The foundational principle behind C-61 was the primacy of digital locks. When a digital lock (often referred to as digital rights management or technological protection measure) is used - to control copying, access or stifle competition - the lock supersedes virtually all other rights. The fight over the issue has pitted the tech-savvy Industry Minister Tony Clement, who has reportedly argued for a flexible implementation, against Canadian Heritage Minister James Moore, who has adopted what many view as an out-of-touch approach that would bring back the digital lock provisions virtually unchanged.

Moore has declined to comment on his position, but his approach raises some difficult questions:

1. Moore has been an outspoken critic of the extension of the private copying levy to iPods, deriding it as the iTax. He is content to leave the levy on blank CDs in place, yet the forthcoming bill is likely to block personal copying of consumer purchased CDs that contain copy-controls onto blank CDs. Why does Moore believe it is acceptable for Canadians to pay twice - once for the CD and a second time for the levy on a blank CD - and still face the prospect of violating the law...

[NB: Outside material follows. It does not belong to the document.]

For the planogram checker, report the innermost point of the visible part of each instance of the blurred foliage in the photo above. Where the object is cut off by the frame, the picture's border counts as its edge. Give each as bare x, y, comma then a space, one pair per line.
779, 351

Seven Copyright Questions for Canadian Heritage Minister James Moore


  1. It’s surprising that so-called “conservatives” can propagate such anti-conservative drivel. It goes to show that the fundamental Canadian Alliance party is still active at the core of the Conservative Party– willing to concede control of the Canadian people to the highest, most generous bidders.

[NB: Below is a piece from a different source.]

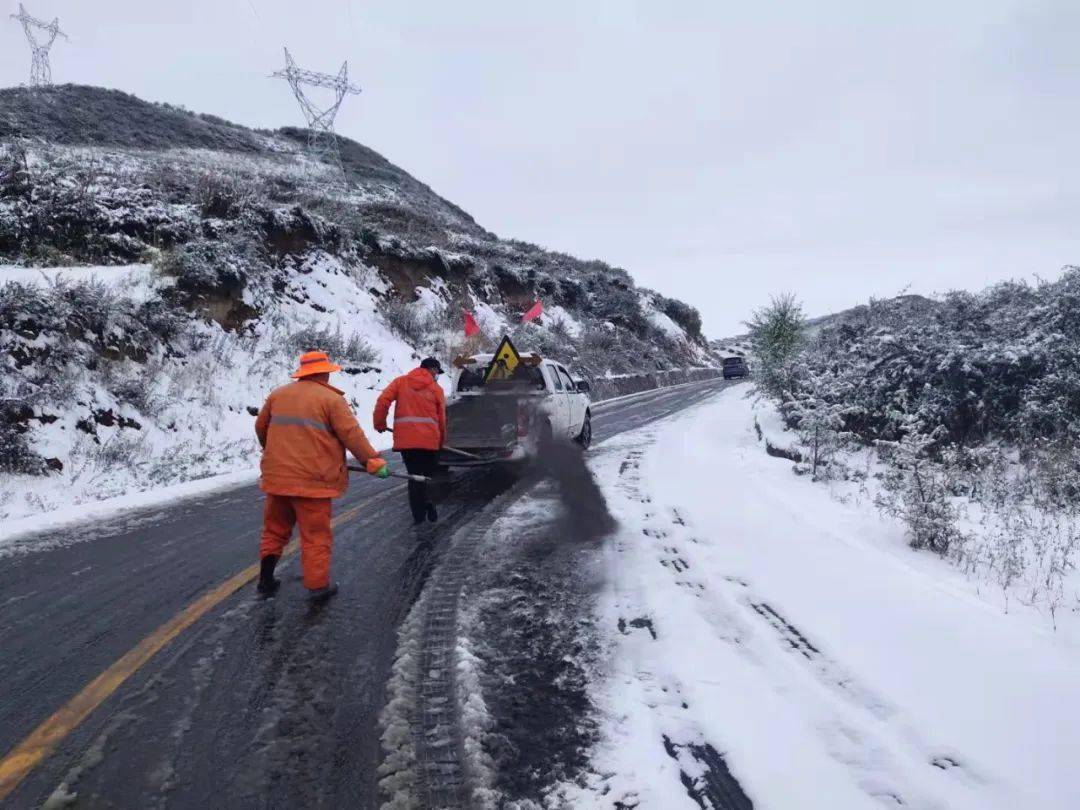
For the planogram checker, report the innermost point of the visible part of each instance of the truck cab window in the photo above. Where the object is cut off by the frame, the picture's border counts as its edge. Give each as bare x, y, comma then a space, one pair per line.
567, 381
554, 377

  2. Many Canadians don’t even know that the CBC releases DVDs, let alone that they’re regionfree.

    Moore clearly has no interest in protecting Canadian art at all, which is why he’s the heritage minister.

    He’s probably an ineffective puppet who repeats what his owners (RIAA+MPAA) tell him, but in the end he won’t do anything.

  3. The last point is the most telling:

    “7. Is Moore aware that the solution to all of these concerns is a single provision that would allow Canada to implement the World Intellectual Property Organization’s Internet treaties, provide legal protection for digital locks, and preserve the copyright balance by simply confirming that circumvention of a digital lock is not prohibited when undertaken for lawful purposes?”

    When Jim Prentice was questioned about the lack of important particulars in Bill C-61 to protect average Canadians’ best interests, he replied, “The industry will sort that out.” Relying on the private sector to do the right thing is absolute madness.

    Regardless of your politics, if you can’t be bothered to draft concise, well-written laws, then DON’T become a LAWMAKER.